Morgen wieder am Stammtisch
Entgleisungen werden dadurch obsolet. Und was die Debattenkultur betrifft, reicht sogar der simple kategorische Imperativ. Denn wenn ich jeden anbrülle, dessen Ansichten nicht deckungsgleich mit meinen sind, sind die Stimmbänder schnell im Eimer und in der Folge auch die Ohren. Denn getreu dem Prinzip Actio gleich Reactio wird auch der Ton der Gegenseite im Umgang mit mir ähnlich konziliant sein. Sollte der Kombattant gar nicht debattieren wollen, sondern lediglich eine Monsterschallwelle in die Welt setzen, hat die Debatte ihren Namen sowieso nicht verdient und verliert ihre Daseinsberechtigung. Da braucht sich keiner Illusionen zu machen. Es wird immer Debatten geben, wo einfach verschiedene Ansichten und Philosophien aufeinanderprallen.
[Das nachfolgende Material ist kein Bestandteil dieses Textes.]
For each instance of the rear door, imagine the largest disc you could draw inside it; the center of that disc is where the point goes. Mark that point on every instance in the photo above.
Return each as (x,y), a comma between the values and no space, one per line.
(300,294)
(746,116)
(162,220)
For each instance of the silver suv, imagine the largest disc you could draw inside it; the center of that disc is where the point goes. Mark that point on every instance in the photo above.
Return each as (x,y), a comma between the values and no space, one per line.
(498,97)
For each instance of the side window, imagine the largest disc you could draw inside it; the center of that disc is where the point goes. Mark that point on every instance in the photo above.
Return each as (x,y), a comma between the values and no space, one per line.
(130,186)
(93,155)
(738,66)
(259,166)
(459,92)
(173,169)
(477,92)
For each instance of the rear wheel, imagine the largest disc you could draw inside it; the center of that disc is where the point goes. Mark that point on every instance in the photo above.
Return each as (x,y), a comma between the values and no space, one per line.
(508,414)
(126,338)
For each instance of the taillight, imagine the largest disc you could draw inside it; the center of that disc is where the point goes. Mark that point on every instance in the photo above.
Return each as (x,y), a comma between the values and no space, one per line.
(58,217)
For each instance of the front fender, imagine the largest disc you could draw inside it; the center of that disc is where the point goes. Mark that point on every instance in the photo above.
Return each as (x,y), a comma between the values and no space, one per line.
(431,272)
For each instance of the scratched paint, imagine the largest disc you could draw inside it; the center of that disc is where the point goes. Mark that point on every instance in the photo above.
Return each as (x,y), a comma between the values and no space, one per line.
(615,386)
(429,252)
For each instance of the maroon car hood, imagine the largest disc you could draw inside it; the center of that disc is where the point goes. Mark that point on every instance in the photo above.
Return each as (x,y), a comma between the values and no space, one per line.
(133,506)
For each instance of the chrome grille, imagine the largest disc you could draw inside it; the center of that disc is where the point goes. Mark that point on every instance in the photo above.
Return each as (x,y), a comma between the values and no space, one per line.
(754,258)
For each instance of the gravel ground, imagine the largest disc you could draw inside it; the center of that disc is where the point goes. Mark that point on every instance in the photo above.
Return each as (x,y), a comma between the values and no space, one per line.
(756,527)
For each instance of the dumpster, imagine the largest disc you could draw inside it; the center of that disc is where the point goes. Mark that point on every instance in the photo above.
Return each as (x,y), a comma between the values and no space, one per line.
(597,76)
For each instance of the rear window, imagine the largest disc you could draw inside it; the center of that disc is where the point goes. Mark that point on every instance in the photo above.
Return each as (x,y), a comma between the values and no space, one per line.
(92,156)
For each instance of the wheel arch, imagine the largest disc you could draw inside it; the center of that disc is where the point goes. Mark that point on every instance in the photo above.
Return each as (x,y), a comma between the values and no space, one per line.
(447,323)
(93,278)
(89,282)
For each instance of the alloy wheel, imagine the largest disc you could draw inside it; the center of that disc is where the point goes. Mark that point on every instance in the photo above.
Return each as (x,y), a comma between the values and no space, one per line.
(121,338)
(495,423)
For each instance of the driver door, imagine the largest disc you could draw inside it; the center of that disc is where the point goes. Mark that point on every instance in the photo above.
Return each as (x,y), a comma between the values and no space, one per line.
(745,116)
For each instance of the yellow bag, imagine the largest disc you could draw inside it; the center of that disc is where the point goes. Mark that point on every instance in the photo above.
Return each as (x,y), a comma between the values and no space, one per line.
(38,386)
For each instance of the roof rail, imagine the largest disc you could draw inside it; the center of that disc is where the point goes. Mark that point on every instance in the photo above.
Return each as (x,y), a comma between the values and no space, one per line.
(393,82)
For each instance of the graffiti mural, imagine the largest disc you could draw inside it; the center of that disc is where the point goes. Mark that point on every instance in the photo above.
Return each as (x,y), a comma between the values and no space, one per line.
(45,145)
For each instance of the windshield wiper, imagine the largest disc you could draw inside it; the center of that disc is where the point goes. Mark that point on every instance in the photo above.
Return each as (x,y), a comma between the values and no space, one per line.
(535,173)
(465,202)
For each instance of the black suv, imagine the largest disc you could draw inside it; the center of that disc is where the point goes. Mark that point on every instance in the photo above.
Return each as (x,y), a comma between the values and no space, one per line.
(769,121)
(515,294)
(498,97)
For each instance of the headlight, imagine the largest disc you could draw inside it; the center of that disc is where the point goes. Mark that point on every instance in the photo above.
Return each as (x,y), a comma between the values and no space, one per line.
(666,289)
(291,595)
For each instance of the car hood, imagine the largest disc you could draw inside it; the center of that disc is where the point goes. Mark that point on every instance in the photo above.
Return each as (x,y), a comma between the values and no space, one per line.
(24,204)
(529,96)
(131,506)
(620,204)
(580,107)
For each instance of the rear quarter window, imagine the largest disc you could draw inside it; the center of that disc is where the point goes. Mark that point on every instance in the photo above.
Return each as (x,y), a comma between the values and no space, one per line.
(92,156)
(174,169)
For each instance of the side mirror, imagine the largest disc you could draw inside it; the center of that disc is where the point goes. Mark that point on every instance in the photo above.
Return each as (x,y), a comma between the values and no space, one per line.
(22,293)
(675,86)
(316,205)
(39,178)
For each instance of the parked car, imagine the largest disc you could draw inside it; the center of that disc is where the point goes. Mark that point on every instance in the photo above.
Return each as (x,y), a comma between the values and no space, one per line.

Da wird keiner dem anderen recht geben können, weil er einfach mit der Welt des anderen nichts anfangen kann. Das ist subjektiv nicht immer angenehm, weil es womöglich die eigene Komfortzone tangiert, ist aber dennoch objektiv legitim. Gut, es mag schon pathetischere Schlussworte in Beiträgen über Debattenkultur gegeben haben. Diese hier sind jedenfalls realistischer Natur. Zugegebenermaßen tu ich mich da auch leicht, weil ich weiß, dass ich morgen Vormittag selber wieder erfolgreich debattiere am Stammtisch. Mit gewissem Ausgang.
Django Asül, geboren 1972 in Deggendorf, Kabarettist, Buchautor, Kolumnist, 2018 mit dem Bayerischen Verdienstorden ausgezeichnet.